O decreto-lei que previa a redução da taxa social única (TSU) foi ontem rejeitado no Parlamento por uma coligação negativa que somou os votos do Partido Social Democrata, do Bloco de Esquerda, do Partido Comunista Português e do Partido Ecologista Os Verdes. A redução da TSU fora previamente acordada no Conselho de Concertação Social e tinha como objetivo compensar o aumento do salário mínimo nacional para 557 euros, que já entrou em vigor. A Oposição discutiu apaixonadamente a TSU, denunciou a alegada infâmia de um Governo que teria obrigado os representantes patronais a aceitar um salário mínimo acima das "nossas possibilidades", e acusou-o de tentar iludir os parceiros sociais, impondo-lhes um acordo politicamente inviável. A este coro juntaram-se todos os descontentes e dissidentes da atual solução governativa que não desistem de continuar a perscrutar no horizonte qualquer indício que alimente a sua expectativa de que um golpe mágico possa provocar a queda do Governo apoiado pela aliança parlamentar das esquerdas.
Corpo do artigo
Enquanto o PSD se reconforta nos braços dos seus demónios, urge esclarecer algumas questões elementares relativas ao funcionamento das democracias constitucionais.
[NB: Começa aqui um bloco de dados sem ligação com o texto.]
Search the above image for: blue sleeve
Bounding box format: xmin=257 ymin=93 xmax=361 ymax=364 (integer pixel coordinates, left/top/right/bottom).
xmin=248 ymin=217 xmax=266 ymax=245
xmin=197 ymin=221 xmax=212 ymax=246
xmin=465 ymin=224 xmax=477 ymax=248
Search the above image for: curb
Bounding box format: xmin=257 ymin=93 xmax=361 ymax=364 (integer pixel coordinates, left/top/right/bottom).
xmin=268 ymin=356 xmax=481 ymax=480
Primeiro, o acordo alcançado no Conselho de Concertação Social é perfeitamente legítimo e por isso merece o respeito de todas as forças políticas representadas no Parlamento. A Assembleia da República não fica porém obrigada a aprovar os acordos conseguidos entre os parceiros sociais e o Governo porque é da sua exclusiva competência, como assembleia representativa de todos os portugueses e sede do poder legislativo, aprovar, alterar ou rejeitar as leis que dão forma a tais consensos. E foi apenas isso que aconteceu.
Segundo, a convergência de votos que ditou a rejeição desta medida proposta pelo Governo é um fenómeno comum embora pouco frequente. Por exemplo, a alteração orçamental que o Governo do PS teve de submeter à Assembleia, em dezembro de 2015, para acorrer à emergência da crise do Banif, não foi aprovada pela aliança parlamentar que apoia o Governo do PS! Foi aprovada, sim, com os votos do PSD, que se sentiu moralmente obrigado a viabilizar a solução de um problema que tentara esconder, maliciosamente, até à queda do seu Governo.
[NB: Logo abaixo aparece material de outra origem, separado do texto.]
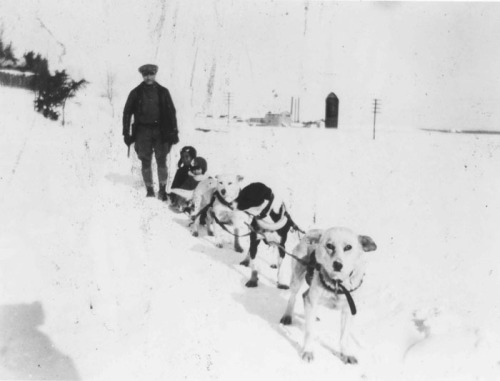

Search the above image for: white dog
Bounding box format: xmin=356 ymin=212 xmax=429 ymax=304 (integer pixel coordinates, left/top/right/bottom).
xmin=280 ymin=227 xmax=377 ymax=364
xmin=168 ymin=176 xmax=216 ymax=213
xmin=184 ymin=177 xmax=218 ymax=236
xmin=205 ymin=174 xmax=250 ymax=252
Esclareça-se, por fim, que esta "coligação negativa" é acidental e, pelo que toca ao PSD, revela o mais flagrante oportunismo. O PSD votou contra a descida da TSU, o que até agora sempre defendera, porque se opõe à subida do salário mínimo mas, sobretudo, porque viu aqui uma aparente oportunidade para perturbar o sucesso universal reconhecido à ação do Governo! O debate parlamentar que precedeu a votação não alimentou contudo essas esperanças vãs, como expressamente sublinharam todas os partidos da maioria. A aliança das esquerdas continua de boa saúde... e recomenda-se!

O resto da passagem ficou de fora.